Cooper Wood – Ongoing Boardwalk Maintenance

Friday 10th June 2016

Cooper Lane is a quiet cul-de-sac sandwiched between Old Lakenham and the River Yare, close to it’s confluence with the River Tas (location F on the ‘Where we work’ page on our web site). It is down this lane that you will find ‘Cooper Wood’ where we were working today. A very tranquil and peaceful oasis very close to the busy Hall Road, yet the only intrusive noise you will hear is the occasional rattle of a train on the Wymondham line (which is just the other side of the river) on its way to Thetford and beyond.

Ongoing boardwalk maintenance and clearing of vegetation from the boardwalk.
Ongoing boardwalk maintenance and clearing of vegetation from the boardwalk.
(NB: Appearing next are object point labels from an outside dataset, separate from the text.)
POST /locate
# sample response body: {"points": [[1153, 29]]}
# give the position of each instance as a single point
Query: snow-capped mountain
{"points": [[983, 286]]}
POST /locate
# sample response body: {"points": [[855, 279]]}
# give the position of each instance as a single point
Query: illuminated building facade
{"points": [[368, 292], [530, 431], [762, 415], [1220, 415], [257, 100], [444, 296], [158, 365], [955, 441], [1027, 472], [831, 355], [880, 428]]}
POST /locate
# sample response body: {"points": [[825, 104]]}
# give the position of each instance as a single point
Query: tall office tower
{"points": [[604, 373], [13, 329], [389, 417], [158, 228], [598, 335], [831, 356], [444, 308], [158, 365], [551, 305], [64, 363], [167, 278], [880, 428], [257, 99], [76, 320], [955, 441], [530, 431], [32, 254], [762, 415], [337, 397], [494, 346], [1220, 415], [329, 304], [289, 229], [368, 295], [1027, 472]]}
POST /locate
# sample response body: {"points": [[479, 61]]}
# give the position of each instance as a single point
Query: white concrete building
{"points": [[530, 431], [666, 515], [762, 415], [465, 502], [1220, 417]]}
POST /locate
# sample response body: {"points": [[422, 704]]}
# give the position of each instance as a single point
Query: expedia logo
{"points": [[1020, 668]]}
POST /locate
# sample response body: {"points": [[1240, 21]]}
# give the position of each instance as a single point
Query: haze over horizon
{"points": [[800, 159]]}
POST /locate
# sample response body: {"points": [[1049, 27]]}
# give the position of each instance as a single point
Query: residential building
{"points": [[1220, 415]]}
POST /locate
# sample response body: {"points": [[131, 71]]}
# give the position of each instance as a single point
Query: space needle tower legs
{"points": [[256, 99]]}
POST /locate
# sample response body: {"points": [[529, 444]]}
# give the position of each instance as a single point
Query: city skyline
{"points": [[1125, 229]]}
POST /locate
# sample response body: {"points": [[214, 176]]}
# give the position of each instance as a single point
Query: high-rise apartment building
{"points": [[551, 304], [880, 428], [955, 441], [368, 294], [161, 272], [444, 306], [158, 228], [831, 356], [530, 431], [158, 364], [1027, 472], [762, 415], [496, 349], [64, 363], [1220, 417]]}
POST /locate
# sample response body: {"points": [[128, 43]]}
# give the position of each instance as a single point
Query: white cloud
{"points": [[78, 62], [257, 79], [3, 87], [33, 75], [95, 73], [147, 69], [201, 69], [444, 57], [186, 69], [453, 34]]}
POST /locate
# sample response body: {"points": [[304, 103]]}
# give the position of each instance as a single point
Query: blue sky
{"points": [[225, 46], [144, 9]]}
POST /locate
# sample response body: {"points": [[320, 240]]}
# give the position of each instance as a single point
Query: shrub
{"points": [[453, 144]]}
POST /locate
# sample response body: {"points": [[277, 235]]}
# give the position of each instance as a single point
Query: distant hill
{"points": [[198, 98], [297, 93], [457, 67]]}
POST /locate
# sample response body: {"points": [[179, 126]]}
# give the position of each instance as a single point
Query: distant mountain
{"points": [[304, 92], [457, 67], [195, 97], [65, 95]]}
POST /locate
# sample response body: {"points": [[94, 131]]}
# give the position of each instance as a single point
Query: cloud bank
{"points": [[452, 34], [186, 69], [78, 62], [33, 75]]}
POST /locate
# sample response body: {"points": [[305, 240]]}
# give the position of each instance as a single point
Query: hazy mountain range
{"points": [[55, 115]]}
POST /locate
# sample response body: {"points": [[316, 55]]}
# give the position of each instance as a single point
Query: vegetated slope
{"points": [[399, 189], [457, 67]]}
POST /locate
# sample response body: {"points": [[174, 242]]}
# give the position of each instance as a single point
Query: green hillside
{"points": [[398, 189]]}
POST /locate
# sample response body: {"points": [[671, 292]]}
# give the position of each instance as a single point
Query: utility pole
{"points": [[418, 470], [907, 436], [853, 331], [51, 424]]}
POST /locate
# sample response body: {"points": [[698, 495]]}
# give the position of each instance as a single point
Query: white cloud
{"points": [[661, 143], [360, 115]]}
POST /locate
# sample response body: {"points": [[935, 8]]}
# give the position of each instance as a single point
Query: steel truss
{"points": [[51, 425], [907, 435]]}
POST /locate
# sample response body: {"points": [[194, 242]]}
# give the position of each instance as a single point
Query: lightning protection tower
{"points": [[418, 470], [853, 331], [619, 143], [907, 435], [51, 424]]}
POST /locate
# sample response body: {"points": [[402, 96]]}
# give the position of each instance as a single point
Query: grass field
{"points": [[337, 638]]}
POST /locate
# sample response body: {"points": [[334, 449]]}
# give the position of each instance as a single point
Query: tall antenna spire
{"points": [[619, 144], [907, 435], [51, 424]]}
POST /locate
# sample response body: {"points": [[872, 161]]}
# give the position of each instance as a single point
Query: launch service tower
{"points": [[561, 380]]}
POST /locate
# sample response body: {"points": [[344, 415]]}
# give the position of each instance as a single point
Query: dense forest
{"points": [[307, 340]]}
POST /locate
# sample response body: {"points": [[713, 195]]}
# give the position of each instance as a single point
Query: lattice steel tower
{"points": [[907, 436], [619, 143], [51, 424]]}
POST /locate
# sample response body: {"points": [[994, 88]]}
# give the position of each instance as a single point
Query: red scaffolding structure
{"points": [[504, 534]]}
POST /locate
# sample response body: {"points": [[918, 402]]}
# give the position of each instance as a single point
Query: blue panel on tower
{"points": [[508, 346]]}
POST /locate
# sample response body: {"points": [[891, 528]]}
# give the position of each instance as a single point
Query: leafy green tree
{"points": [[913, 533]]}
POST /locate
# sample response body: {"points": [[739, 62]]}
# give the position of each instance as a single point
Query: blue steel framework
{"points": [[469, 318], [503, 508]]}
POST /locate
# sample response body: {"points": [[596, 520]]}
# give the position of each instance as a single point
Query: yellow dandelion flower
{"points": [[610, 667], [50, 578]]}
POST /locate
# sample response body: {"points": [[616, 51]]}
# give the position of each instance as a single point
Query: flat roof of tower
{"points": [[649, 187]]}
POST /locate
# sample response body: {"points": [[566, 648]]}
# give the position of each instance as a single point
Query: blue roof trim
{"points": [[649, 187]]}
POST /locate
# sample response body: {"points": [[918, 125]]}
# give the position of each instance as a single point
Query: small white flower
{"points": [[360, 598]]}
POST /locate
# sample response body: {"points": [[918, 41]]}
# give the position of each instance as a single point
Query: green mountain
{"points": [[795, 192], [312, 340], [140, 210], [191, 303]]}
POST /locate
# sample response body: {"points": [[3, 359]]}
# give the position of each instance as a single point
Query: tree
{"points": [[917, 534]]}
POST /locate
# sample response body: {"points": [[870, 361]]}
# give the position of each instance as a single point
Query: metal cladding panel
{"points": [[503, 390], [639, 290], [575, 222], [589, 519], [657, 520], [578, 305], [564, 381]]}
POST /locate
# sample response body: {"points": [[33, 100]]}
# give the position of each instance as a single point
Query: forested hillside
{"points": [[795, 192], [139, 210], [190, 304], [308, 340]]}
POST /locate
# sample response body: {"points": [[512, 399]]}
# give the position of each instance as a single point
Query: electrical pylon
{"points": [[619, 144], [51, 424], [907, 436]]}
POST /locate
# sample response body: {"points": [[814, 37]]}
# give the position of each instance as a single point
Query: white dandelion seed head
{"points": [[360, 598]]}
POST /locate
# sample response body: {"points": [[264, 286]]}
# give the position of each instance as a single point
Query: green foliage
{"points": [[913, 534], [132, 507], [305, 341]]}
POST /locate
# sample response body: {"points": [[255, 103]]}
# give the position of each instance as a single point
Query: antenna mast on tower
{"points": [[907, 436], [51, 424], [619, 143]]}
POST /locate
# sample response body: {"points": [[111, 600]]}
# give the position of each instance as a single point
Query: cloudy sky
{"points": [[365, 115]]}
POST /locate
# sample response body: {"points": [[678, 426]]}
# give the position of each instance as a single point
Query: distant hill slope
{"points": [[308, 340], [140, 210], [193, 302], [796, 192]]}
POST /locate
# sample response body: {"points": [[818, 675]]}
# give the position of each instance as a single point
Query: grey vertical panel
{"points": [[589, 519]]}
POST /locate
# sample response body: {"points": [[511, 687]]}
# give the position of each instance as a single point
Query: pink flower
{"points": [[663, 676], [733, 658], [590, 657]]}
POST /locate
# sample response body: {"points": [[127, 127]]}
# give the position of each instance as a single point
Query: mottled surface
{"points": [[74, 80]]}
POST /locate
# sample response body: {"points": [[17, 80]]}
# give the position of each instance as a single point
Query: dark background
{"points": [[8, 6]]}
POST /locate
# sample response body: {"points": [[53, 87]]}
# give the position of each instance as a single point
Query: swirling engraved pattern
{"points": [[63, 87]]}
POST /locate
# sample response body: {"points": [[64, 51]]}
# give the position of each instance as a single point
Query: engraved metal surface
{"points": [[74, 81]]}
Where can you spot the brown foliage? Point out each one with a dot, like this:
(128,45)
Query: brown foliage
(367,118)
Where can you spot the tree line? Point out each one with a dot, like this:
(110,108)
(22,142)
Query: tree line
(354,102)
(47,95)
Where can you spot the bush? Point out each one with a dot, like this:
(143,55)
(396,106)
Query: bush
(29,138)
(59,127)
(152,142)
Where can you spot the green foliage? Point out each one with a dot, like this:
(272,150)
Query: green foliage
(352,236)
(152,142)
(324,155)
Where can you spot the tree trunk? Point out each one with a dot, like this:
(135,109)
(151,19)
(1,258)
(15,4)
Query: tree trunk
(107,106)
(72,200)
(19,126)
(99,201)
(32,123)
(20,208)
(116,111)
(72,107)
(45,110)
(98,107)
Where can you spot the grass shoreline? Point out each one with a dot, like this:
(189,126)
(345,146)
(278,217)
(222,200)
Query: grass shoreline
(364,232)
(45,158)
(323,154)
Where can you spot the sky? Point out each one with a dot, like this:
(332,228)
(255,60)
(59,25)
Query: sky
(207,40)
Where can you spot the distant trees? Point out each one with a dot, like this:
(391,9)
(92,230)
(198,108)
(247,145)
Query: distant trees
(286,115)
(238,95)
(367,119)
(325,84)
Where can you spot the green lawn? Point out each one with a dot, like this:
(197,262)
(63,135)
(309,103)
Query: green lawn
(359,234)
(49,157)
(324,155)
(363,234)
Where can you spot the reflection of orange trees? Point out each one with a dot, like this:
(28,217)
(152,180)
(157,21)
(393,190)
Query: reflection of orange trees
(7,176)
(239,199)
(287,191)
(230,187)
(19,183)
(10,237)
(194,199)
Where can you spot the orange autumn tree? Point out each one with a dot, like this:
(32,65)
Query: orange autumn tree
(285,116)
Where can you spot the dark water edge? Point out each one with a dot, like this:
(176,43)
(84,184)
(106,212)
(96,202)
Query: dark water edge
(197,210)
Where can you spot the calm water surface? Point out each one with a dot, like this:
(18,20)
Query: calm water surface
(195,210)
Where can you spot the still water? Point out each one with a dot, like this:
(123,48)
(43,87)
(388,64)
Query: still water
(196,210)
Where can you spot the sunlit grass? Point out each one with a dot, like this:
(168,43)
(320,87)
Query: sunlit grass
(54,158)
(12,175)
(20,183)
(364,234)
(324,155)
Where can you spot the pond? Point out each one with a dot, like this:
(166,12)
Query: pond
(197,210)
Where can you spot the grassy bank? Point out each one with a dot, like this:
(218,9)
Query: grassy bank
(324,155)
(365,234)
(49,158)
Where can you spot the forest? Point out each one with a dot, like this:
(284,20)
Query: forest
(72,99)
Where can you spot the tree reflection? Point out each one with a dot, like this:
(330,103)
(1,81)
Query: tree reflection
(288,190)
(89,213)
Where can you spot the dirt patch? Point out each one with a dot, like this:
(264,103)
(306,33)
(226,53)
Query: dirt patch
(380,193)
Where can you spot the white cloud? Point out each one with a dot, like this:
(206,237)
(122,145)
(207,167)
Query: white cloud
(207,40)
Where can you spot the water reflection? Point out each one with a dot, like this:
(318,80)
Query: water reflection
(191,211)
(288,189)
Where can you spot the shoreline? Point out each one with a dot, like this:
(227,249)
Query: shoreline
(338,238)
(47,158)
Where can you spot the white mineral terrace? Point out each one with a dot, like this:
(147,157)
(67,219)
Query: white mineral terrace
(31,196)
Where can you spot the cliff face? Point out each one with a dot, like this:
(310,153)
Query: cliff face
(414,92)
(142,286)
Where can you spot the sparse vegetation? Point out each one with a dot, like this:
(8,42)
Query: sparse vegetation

The wood itself is fairly small with a short ‘U’ shaped path and board walk which runs from Cooper Lane down to the edge of the river and on to a meadow at the very end of the Lane. The board walk required some more TLC, as yet again several of the boards needed to be replaced. In the winter period when the river levels rise this board walk can be under water for weeks at a time, so replacing rotting timber is an ongoing task. All the rain and moderate temperatures we have had in recent weeks has led to rapid growth of the nettles and reed along the edge of the path, so these were cut back with brush cutters. If left unchecked in these damp conditions, the nettles would soon be over head height and hanging over the path, so as they can give an unpleasant sting, they had to go.

Damselflies
Examples of male and female Common Blue Damselflies (Enallagma cyathigerum) and the Large Red Damselflies (Pyrrhosoma nymphula). Photos courtesy of David Kitching from the British Dragonfly Society website.

There is a good variety of wild life to be seen here; looking at the river there was plenty of red and blue damselflies as well as several Banded Demoiselle floating about and under the water lots of small fish to be seen. I am sure that if you sat still long enough you would see the blue flash of a Kingfisher on its hunt for food.